For a simple table with 4 bigint columns, 2 of which form the primary key:
CREATE TABLE test(
a bigint,
b bigint,
c bigint,
d bigint,
PRIMARY KEY((a), b)
Tried to measure the on-disk space usage using a replication factor 1
setup (created using yb-ctl). This was tried using 2.1.6 version on Linux.
./bin/yb-ctl destroy
./bin/yb-ctl start
Then loaded the above table with 1 million rows (1000 distinct values for column “a”, each with 1000 distinct values for “b” and random values for c and d).
Then looked at space utilized:
% du -sh ./yb-data/tserver
410M ./yb-data/tserver
This seems to suggest that each row takes about 410 bytes. Note that the system does not have any other tables.
This seems on the high side. Is this a correct way of measuring the space utilized?
The -fs_data_dirs directory(ies) contains both the transaction logs (WAL) and SSTable files.
Quite likely much of the data is still in WAL and memtables and not yet flushed to SSTable format on disk. And the WAL files are not in compressed format.
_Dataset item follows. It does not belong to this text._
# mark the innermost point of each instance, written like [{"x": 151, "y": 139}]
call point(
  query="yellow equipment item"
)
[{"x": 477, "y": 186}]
To get a better indication, we can either load a lot more data (such that the WAL portion is insignificant) or force a manual flush of the table, and then inspect the size of just the data directories.
Tried a similar table with 1,000,000 (1M) rows.
After inserting the rows data, but before forcing a flush:
$ du -hs yb-data/tserver/data |
60K yb-data/tserver/data
This confirms that most of the data is still in WAL and memtables.
$ du -hs yb-data/tserver/data
48M yb-data/tserver/data
So approximate on disk size per row for the given schema is about 48 bytes. This includes the overheads for the metadata (indexes, bloom filters, internal timestamps, etc.).